Amid maritime tension in the Spratlys island chain, the Philippines continues to strengthen its defense alliances with friendly states.
Last Wednesday the government forged a defense agreement with France.
Defense Secretary Voltaire Gazmin and French Ambassador Thierry Mathou inked the defense cooperation arrangement, which both countries had been working on since 2014.
“Our relationship would be further enhanced as we institutionalize our cooperation through this agreement,” Gazmin said during the signing ceremony held at the defense department at Camp Aguinaldo.
Gazmin said both countries could start working on the implementation of the deal.

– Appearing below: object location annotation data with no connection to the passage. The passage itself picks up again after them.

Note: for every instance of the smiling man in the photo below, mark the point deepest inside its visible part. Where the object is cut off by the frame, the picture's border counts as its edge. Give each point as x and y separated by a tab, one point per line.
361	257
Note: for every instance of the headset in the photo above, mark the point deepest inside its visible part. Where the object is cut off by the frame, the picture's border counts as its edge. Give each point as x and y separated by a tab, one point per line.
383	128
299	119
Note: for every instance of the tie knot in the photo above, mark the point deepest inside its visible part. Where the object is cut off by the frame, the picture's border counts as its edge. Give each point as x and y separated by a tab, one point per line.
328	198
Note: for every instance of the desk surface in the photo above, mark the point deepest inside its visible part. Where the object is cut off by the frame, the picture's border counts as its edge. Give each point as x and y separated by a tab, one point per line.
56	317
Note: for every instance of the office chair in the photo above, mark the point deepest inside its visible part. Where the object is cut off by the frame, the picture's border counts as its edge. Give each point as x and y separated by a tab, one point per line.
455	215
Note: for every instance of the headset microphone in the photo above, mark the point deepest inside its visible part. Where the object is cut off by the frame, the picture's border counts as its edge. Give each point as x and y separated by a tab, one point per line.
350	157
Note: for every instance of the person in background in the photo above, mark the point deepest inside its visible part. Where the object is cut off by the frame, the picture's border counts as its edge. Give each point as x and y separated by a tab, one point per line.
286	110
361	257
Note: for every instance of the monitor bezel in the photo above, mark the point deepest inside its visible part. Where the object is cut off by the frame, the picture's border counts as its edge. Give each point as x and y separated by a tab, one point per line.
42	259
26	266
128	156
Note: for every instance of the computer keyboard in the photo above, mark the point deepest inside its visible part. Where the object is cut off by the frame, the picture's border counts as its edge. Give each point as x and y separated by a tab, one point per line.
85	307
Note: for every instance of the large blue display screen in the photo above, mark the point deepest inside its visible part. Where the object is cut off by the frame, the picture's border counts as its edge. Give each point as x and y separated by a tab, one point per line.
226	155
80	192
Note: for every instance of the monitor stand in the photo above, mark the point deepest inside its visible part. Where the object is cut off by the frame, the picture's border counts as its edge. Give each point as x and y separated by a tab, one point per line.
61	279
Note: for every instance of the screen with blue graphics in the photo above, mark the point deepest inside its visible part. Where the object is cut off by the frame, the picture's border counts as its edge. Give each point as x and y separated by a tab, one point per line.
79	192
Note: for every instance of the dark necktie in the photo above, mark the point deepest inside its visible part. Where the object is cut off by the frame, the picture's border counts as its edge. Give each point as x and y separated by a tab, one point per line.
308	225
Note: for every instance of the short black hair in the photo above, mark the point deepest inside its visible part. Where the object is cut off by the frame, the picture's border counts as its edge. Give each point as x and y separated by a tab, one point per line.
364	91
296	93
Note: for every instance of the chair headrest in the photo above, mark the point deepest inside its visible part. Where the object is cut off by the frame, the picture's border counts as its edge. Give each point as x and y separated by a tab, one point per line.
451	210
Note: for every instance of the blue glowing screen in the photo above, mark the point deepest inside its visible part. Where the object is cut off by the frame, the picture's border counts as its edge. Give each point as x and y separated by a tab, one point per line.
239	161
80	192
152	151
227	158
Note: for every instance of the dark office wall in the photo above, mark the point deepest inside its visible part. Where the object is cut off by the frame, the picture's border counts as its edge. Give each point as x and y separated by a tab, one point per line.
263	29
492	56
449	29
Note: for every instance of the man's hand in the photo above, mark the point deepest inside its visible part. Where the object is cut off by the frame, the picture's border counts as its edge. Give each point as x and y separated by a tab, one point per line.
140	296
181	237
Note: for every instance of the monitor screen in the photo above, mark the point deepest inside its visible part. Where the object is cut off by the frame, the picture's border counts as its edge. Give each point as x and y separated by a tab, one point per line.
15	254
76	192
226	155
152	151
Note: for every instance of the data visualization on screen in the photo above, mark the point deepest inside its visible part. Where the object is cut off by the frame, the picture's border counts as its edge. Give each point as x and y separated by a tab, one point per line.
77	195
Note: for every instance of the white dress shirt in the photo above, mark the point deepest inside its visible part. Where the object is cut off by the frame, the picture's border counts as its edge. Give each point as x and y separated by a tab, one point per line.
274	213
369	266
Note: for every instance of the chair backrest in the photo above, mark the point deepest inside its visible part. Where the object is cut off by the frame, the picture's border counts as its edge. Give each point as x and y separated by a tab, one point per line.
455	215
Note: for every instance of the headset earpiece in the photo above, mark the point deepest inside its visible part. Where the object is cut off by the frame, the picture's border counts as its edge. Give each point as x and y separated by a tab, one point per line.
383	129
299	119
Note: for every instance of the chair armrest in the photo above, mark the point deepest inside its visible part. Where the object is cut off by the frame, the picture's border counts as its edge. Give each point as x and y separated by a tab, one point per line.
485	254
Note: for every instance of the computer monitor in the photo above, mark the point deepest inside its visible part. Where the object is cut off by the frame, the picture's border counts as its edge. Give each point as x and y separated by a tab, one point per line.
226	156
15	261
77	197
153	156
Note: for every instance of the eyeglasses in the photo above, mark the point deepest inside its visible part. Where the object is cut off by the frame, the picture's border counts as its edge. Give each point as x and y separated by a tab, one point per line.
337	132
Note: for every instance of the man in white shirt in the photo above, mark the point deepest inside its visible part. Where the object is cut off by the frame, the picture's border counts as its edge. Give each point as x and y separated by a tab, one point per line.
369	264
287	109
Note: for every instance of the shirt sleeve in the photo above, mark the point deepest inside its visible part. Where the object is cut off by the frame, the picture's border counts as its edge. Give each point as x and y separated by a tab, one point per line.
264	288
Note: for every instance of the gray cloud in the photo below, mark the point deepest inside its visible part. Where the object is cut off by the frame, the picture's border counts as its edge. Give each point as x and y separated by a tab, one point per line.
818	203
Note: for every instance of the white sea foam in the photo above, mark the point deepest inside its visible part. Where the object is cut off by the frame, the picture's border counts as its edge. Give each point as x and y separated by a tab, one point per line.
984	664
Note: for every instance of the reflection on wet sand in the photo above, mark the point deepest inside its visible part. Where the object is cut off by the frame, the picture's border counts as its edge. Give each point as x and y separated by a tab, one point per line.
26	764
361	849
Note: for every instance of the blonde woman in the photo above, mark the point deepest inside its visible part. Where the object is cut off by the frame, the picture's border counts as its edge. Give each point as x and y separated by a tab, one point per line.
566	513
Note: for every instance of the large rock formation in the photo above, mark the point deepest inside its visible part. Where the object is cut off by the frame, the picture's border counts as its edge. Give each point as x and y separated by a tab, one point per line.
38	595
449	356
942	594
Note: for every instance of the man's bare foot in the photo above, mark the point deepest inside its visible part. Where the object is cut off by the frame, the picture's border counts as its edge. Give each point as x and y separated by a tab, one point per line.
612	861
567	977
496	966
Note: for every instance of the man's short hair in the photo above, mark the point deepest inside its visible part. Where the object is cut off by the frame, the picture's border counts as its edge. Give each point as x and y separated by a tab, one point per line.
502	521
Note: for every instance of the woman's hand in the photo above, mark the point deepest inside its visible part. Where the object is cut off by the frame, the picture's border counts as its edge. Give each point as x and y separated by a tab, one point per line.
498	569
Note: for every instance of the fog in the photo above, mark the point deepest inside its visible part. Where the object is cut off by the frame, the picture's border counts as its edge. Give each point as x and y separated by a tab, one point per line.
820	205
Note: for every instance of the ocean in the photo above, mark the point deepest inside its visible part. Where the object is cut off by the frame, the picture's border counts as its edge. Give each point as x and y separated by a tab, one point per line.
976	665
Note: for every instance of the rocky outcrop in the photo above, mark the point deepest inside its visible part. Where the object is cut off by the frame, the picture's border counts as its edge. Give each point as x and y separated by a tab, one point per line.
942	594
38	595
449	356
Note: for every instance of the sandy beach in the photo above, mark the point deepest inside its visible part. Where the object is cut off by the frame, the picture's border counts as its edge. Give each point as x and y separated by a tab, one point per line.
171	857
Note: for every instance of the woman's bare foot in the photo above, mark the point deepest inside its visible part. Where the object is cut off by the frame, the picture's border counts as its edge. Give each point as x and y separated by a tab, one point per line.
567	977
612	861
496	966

Under the arrangement, both countries agreed to focus their cooperation on high-level dialogues and defense policy consultations, visits of defense and armed forces authorities, education and training exchanges, and cooperation in defense equipment, logistics and defense industry.
The Armed Forces of the Philippines is deemed to be one of the weakest in the region. Manila has been on a diplomatic offensive to boost security alliances and its defense capability.
It is also enlisting the support of other countries for its maritime arbitration case against China. The case questioned the legality of Beijing’s nine-dash line territorial and maritime claims to almost the entire South China Sea.
“The conclusion of the Philippines-France Defense Arrangement is very timely given the increasing defense and security challenges both countries are confronted with. The cooperation provided for in the agreement could enhance the two countries’ defense capacities and capabilities essential in addressing such challenges,” defense spokesman Peter Paul Galvez said.
Aside from its key ally the United States, the Philippines also has standing defense cooperation agreements with Japan, Australia and several Asian countries.